A problem of circular permutation

[sahilmm15]

I have understood everything till 2nd paragraph. But after that everything was above my head. Can you explain me the concept

 

[PeroK]

What in particular isn't clear?

 

[sahilmm15]

What in particular isn't clear?

I am not clear on how they derived the formula at last.

 

[PeroK]

I am not clear on how they derived the formula at last.

You put ABCD in a line, there are $4! = 24$ ways to do it.

You put them in a circle, there are $4!/4 = 6$ ways to do it.

This assumes that it's only the order round the table that is important (who is sitting next to whom). If the precise positions are important, then it's still $4!$ for the circle.

 

[sahilmm15]

You put ABCD in a line, there are $4! = 24$ ways to do it.

You put them in a circle, there are $4!/4 = 6$ ways to do it.

This assumes that it's only the order round the table that is important (who is sitting next to whom). If the precise positions are important, then it's still $4!$ for the circle.

Thanks for the reply. It's clear now.

 

[sahilmm15]

You put them in a circle, there are $4!/4 = 6$ ways to do it.

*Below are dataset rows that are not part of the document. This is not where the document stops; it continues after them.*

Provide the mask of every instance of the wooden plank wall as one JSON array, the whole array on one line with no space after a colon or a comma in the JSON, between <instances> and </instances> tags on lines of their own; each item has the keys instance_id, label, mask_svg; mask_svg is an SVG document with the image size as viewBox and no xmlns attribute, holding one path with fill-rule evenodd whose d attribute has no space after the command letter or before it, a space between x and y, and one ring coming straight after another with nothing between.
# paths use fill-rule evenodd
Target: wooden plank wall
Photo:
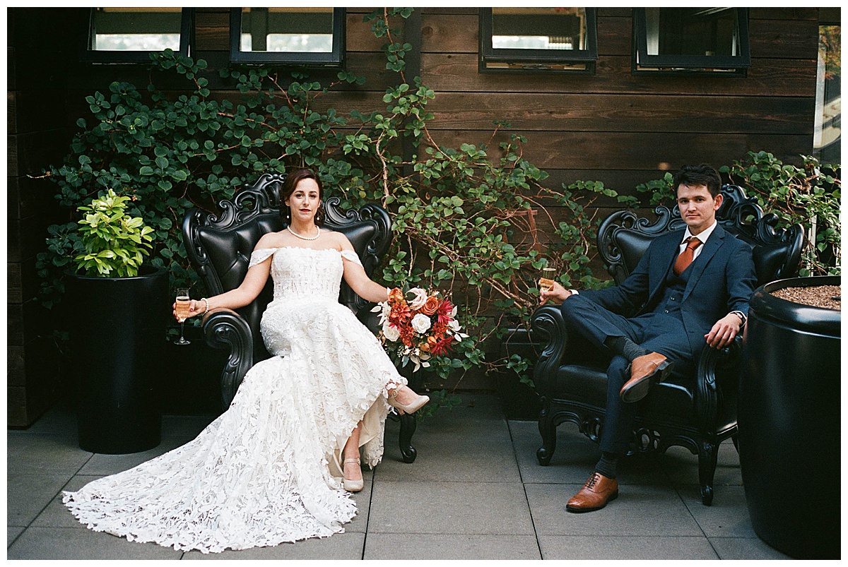
<instances>
[{"instance_id":1,"label":"wooden plank wall","mask_svg":"<svg viewBox=\"0 0 848 567\"><path fill-rule=\"evenodd\" d=\"M71 63L57 46L73 37L60 14L9 8L7 14L7 425L13 427L36 420L57 390L54 314L33 297L36 254L59 218L50 184L29 175L64 156L71 136L61 87Z\"/></svg>"},{"instance_id":2,"label":"wooden plank wall","mask_svg":"<svg viewBox=\"0 0 848 567\"><path fill-rule=\"evenodd\" d=\"M195 56L212 69L226 67L229 8L195 9ZM384 40L362 21L372 10L348 8L348 69L366 81L326 97L325 104L342 112L384 108L382 94L397 82L385 69ZM37 416L54 371L39 368L45 351L35 342L45 339L36 325L42 314L32 297L38 285L35 254L44 247L45 227L60 213L50 198L53 187L26 175L66 153L76 119L86 113L86 96L106 92L115 80L142 87L148 77L140 66L75 60L86 14L86 8L9 10L10 425ZM594 76L480 74L477 14L467 8L421 9L421 77L437 93L430 127L440 144L484 143L492 121L506 120L512 131L528 138L525 155L550 175L549 186L596 180L627 194L688 163L719 165L749 150L767 150L797 164L799 154L812 151L817 8L751 8L752 65L746 77L633 75L632 9L622 8L599 8ZM314 76L326 81L334 73ZM215 77L214 96L237 97ZM499 134L492 147L505 139ZM600 204L597 212L604 214L613 203Z\"/></svg>"},{"instance_id":3,"label":"wooden plank wall","mask_svg":"<svg viewBox=\"0 0 848 567\"><path fill-rule=\"evenodd\" d=\"M812 151L816 8L753 8L747 77L633 75L632 9L599 8L594 76L477 72L477 10L426 9L423 82L439 142L488 139L505 120L558 186L598 180L620 192L689 163L749 150L800 163ZM499 136L505 139L505 136Z\"/></svg>"}]
</instances>

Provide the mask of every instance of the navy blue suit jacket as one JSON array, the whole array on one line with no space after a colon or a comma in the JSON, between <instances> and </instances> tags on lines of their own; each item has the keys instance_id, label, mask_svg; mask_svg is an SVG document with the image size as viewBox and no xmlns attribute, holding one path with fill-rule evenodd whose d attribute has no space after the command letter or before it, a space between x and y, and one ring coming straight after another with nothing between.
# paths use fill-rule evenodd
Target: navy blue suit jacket
<instances>
[{"instance_id":1,"label":"navy blue suit jacket","mask_svg":"<svg viewBox=\"0 0 848 567\"><path fill-rule=\"evenodd\" d=\"M685 231L657 236L635 270L620 286L586 290L580 295L604 308L628 315L652 313L665 292L666 276L677 259ZM694 353L700 353L716 321L731 311L748 314L748 302L756 285L752 248L716 226L690 268L680 304L683 327Z\"/></svg>"}]
</instances>

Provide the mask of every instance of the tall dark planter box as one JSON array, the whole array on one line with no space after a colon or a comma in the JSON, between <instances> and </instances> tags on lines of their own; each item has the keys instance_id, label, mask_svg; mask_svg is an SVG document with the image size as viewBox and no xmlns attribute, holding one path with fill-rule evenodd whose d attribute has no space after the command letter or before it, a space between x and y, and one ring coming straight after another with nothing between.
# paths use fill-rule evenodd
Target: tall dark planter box
<instances>
[{"instance_id":1,"label":"tall dark planter box","mask_svg":"<svg viewBox=\"0 0 848 567\"><path fill-rule=\"evenodd\" d=\"M510 358L518 354L536 361L542 346L533 342L531 333L523 327L510 328L500 347L500 357ZM515 372L499 372L497 376L498 395L507 420L538 420L542 402L536 390L518 380Z\"/></svg>"},{"instance_id":2,"label":"tall dark planter box","mask_svg":"<svg viewBox=\"0 0 848 567\"><path fill-rule=\"evenodd\" d=\"M142 266L137 277L66 281L80 447L118 454L158 446L168 271Z\"/></svg>"},{"instance_id":3,"label":"tall dark planter box","mask_svg":"<svg viewBox=\"0 0 848 567\"><path fill-rule=\"evenodd\" d=\"M739 376L739 449L754 531L798 559L840 558L840 311L785 301L781 280L750 302Z\"/></svg>"}]
</instances>

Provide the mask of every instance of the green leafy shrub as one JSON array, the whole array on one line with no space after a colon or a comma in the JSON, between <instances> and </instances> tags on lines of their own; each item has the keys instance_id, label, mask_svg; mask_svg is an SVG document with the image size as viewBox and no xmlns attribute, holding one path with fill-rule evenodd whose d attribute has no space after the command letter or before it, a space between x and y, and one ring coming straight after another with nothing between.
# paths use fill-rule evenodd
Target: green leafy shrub
<instances>
[{"instance_id":1,"label":"green leafy shrub","mask_svg":"<svg viewBox=\"0 0 848 567\"><path fill-rule=\"evenodd\" d=\"M779 227L800 223L806 235L799 275L841 273L839 165L822 165L801 156L802 167L784 164L767 152L749 152L732 166L723 166L731 182L752 192L762 208L775 213Z\"/></svg>"},{"instance_id":2,"label":"green leafy shrub","mask_svg":"<svg viewBox=\"0 0 848 567\"><path fill-rule=\"evenodd\" d=\"M78 229L84 252L74 258L78 272L103 277L138 274L138 267L153 248L153 230L145 226L140 217L126 214L129 200L109 189L91 206L77 209L84 212Z\"/></svg>"}]
</instances>

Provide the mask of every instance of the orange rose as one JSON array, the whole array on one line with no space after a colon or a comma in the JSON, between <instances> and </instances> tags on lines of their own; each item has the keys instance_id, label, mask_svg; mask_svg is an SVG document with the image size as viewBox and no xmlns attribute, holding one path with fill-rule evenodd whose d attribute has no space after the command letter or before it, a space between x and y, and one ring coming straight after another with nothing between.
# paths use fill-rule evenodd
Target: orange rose
<instances>
[{"instance_id":1,"label":"orange rose","mask_svg":"<svg viewBox=\"0 0 848 567\"><path fill-rule=\"evenodd\" d=\"M421 313L425 315L432 315L438 310L438 305L441 303L438 297L431 296L427 298L424 302L424 305L421 307Z\"/></svg>"}]
</instances>

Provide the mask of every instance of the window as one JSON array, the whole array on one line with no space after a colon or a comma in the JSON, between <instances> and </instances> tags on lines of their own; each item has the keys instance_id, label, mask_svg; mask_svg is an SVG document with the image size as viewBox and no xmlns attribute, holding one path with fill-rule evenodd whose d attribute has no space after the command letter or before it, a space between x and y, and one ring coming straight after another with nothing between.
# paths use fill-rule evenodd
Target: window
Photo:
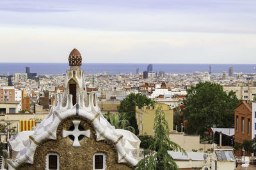
<instances>
[{"instance_id":1,"label":"window","mask_svg":"<svg viewBox=\"0 0 256 170\"><path fill-rule=\"evenodd\" d=\"M106 156L104 153L96 153L93 155L93 169L106 169Z\"/></svg>"},{"instance_id":2,"label":"window","mask_svg":"<svg viewBox=\"0 0 256 170\"><path fill-rule=\"evenodd\" d=\"M238 131L238 125L239 125L239 122L238 122L238 116L236 116L236 130Z\"/></svg>"},{"instance_id":3,"label":"window","mask_svg":"<svg viewBox=\"0 0 256 170\"><path fill-rule=\"evenodd\" d=\"M55 152L50 152L46 155L46 169L60 169L60 155Z\"/></svg>"},{"instance_id":4,"label":"window","mask_svg":"<svg viewBox=\"0 0 256 170\"><path fill-rule=\"evenodd\" d=\"M9 113L15 113L16 108L9 108Z\"/></svg>"}]
</instances>

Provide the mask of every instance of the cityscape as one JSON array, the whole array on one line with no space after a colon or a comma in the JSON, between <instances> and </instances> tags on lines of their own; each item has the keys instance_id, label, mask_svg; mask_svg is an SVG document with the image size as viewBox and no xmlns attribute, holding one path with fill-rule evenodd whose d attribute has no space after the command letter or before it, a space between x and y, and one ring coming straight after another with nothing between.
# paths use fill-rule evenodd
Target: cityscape
<instances>
[{"instance_id":1,"label":"cityscape","mask_svg":"<svg viewBox=\"0 0 256 170\"><path fill-rule=\"evenodd\" d=\"M256 169L252 0L0 1L0 169Z\"/></svg>"}]
</instances>

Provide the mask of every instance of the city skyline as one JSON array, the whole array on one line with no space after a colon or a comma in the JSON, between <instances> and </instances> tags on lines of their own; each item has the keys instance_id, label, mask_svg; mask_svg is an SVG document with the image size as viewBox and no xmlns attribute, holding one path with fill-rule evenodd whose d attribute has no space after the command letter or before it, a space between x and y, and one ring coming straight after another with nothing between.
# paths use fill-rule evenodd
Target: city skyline
<instances>
[{"instance_id":1,"label":"city skyline","mask_svg":"<svg viewBox=\"0 0 256 170\"><path fill-rule=\"evenodd\" d=\"M256 63L253 1L26 0L0 6L1 62L66 62L77 48L84 63Z\"/></svg>"}]
</instances>

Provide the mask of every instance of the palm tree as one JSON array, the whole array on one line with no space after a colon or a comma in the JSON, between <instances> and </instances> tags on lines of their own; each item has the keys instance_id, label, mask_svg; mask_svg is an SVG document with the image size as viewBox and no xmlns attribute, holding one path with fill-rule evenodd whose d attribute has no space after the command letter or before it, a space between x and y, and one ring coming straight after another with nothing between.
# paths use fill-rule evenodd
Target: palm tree
<instances>
[{"instance_id":1,"label":"palm tree","mask_svg":"<svg viewBox=\"0 0 256 170\"><path fill-rule=\"evenodd\" d=\"M125 129L133 133L135 132L134 128L130 125L130 122L124 113L111 115L110 113L108 113L104 116L110 124L115 126L116 129Z\"/></svg>"}]
</instances>

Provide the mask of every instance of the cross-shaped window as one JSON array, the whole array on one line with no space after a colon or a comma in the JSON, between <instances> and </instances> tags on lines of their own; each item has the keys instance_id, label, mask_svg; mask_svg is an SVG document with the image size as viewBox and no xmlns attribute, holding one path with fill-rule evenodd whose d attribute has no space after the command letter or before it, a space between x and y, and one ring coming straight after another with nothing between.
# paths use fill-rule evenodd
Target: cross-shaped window
<instances>
[{"instance_id":1,"label":"cross-shaped window","mask_svg":"<svg viewBox=\"0 0 256 170\"><path fill-rule=\"evenodd\" d=\"M74 141L72 146L74 147L78 147L81 146L79 141L82 139L84 136L87 138L90 138L90 129L83 131L84 130L84 129L79 125L80 120L73 120L72 122L74 125L70 127L69 131L63 131L62 137L66 138L68 136L70 138Z\"/></svg>"}]
</instances>

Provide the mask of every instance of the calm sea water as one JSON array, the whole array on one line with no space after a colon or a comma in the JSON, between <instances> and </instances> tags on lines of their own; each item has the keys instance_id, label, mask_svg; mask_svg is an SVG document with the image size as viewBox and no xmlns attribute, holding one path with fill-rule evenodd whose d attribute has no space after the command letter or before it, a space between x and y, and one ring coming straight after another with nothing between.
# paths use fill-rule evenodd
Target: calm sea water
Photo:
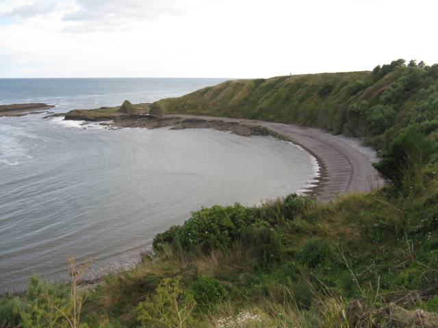
<instances>
[{"instance_id":1,"label":"calm sea water","mask_svg":"<svg viewBox=\"0 0 438 328\"><path fill-rule=\"evenodd\" d=\"M207 79L0 79L0 103L55 111L151 102L220 82ZM302 190L315 162L271 137L211 130L111 129L46 114L0 118L0 292L33 273L66 277L127 266L153 236L215 204L259 204Z\"/></svg>"}]
</instances>

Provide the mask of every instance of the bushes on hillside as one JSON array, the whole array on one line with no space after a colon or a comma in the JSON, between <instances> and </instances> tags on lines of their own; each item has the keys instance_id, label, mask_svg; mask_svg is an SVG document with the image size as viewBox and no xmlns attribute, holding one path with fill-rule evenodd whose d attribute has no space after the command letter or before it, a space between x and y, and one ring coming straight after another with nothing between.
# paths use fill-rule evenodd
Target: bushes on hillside
<instances>
[{"instance_id":1,"label":"bushes on hillside","mask_svg":"<svg viewBox=\"0 0 438 328\"><path fill-rule=\"evenodd\" d=\"M389 128L396 115L391 106L376 105L367 112L368 131L373 135L378 135Z\"/></svg>"},{"instance_id":2,"label":"bushes on hillside","mask_svg":"<svg viewBox=\"0 0 438 328\"><path fill-rule=\"evenodd\" d=\"M229 247L253 221L250 208L239 204L227 207L216 205L194 212L183 226L157 234L153 246L159 249L160 245L166 242L188 251L207 254Z\"/></svg>"},{"instance_id":3,"label":"bushes on hillside","mask_svg":"<svg viewBox=\"0 0 438 328\"><path fill-rule=\"evenodd\" d=\"M352 84L348 89L348 94L350 96L354 96L357 94L359 91L365 89L369 85L368 82L362 80L357 80Z\"/></svg>"},{"instance_id":4,"label":"bushes on hillside","mask_svg":"<svg viewBox=\"0 0 438 328\"><path fill-rule=\"evenodd\" d=\"M322 97L324 96L327 96L331 94L331 92L333 90L335 86L332 82L326 82L324 83L320 91L318 91L318 94Z\"/></svg>"},{"instance_id":5,"label":"bushes on hillside","mask_svg":"<svg viewBox=\"0 0 438 328\"><path fill-rule=\"evenodd\" d=\"M412 126L400 132L374 166L393 181L400 182L407 171L426 164L434 150L434 144L426 138L418 126Z\"/></svg>"}]
</instances>

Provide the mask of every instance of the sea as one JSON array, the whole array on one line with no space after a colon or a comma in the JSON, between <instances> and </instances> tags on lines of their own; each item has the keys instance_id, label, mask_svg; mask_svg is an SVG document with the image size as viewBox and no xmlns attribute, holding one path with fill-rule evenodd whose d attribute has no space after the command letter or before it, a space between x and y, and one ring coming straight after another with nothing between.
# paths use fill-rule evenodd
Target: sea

By the way why you divided $4!$ by 4. I founded that the order doesn't matter for the first person, there would be only 1 way to sit. After the first person sits, now the order matters, because each arrangement would not be the same unlike in the first case where arrangement was same every time. So $1*3*2=6$

 

[PeroK]

Let's do it for three places. For a row we have:

ABC, ACB, BAC, BCA, CAB, CBA

That's $3! = 6$ ways.

For a circle, if we label the places then there are also six ways, exactly as above. But, if we consider only the order round the table, then:

ABC, CAB, BCA are all the same; and ACB, BAC, CBA are all the same. So, we have only two ways.

 

[sahilmm15]

Let's do it for three places. For a row we have:

ABC, ACB, BAC, BCA, CAB, CBA

That's $3! = 6$ ways.

For a circle, if we label the places then there are also six ways, exactly as above. But, if we consider only the order round the table, then:

ABC, CAB, BCA are all the same; and ACB, BAC, CBA are all the same. So, we have only two ways.

So, the observation of the above fact led people to generalize it with the formula. That's cool. Now I understood why you divided$4!$ by $4$

 

[PeroK]

So, the observation of the above fact led people to generalize it with the formula. That's cool. Now I understood why you divided$4!$ by $4$

Yes, and if you have $n$ people round the table, then the same arrangement (in terms of who is sitting next to whom) can be achieved in $n$ ways. You start with an arrangement and then you rotate the whole table by an nth of a rotation and it's still the same.